Nordkoreas Küstenartillerie habe am Dienstag innerhalb von zehn Minuten nur rund 50 Granaten verschossen, teilte ein Sprecher des Verteidigungsministeriums am späten Vormittag mit. Alle seien auf nordkoreanischer Seite ins Wasser gefallen. Südkorea hat deshalb vorerst Entwarnung gegeben. „Südkoreas Streitkräfte sind aber weiter in Alarmbereitschaft“, sagte der Sprecher.
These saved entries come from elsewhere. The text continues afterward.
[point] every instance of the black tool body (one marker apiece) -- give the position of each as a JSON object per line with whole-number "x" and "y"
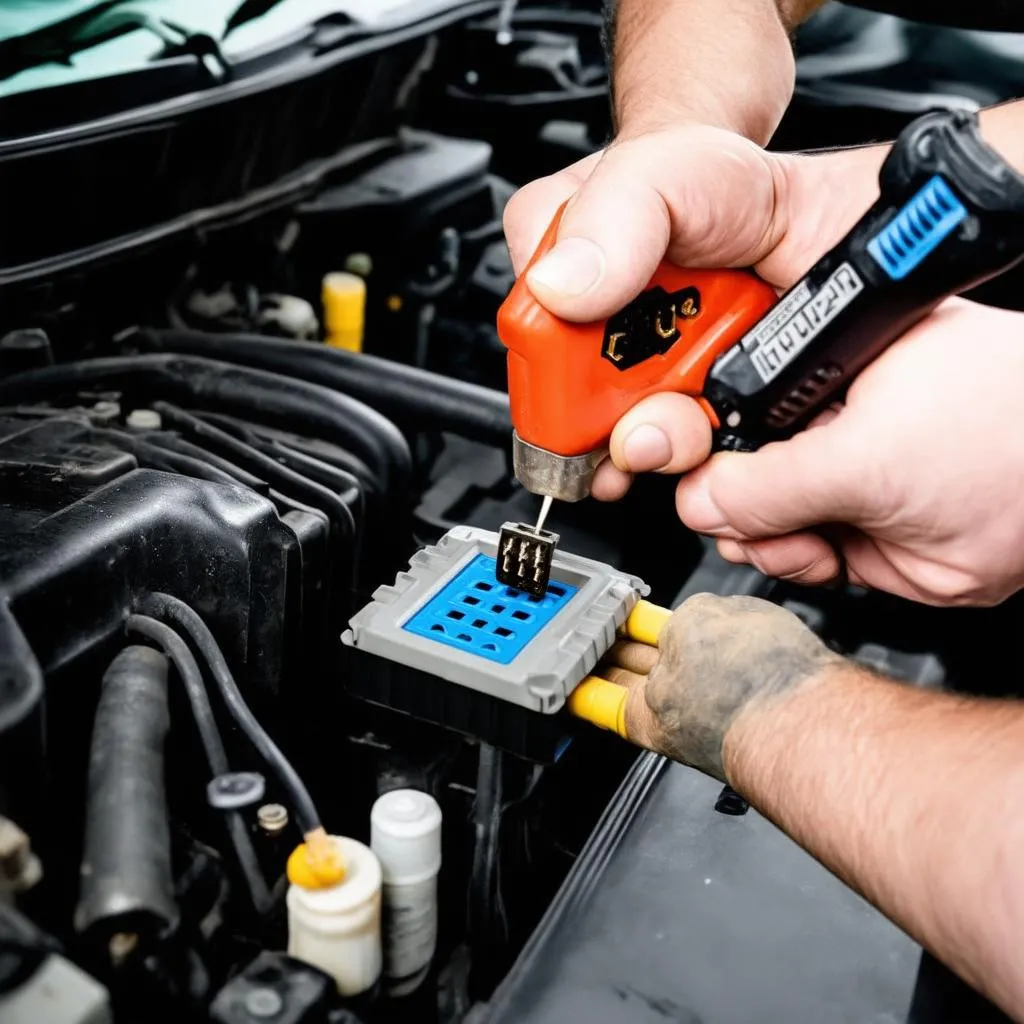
{"x": 950, "y": 216}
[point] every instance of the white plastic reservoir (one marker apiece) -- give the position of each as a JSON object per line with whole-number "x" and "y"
{"x": 406, "y": 836}
{"x": 339, "y": 929}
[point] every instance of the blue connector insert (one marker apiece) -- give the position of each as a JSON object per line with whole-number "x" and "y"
{"x": 475, "y": 613}
{"x": 918, "y": 228}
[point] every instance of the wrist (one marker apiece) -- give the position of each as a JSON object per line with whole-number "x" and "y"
{"x": 771, "y": 727}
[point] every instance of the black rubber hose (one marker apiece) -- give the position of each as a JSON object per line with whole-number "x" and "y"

Das zweite Militärmanöver in weniger als einem Monat

Es waren bereits die zweiten Militärmanöver des Nordens an der Seegrenze in weniger als einem Monat. Übungen des nordkoreanischen Militärs am 31. März waren eskaliert - beide Länder lieferten sich einen stundenlangen Schusswechsel mit schwerer Artillerie.

Zuletzt hatte Nordkoreas Führung als Reaktion auf den Besuch von US-Präsident Barack Obama in Südkorea demonstrativ die militärische Einsatzfähigkeit des Landes überprüft. Seit Tagen warnen Experten zudem vor einem möglichen weiteren Atomwaffentest des stalinistisch geführten Landes.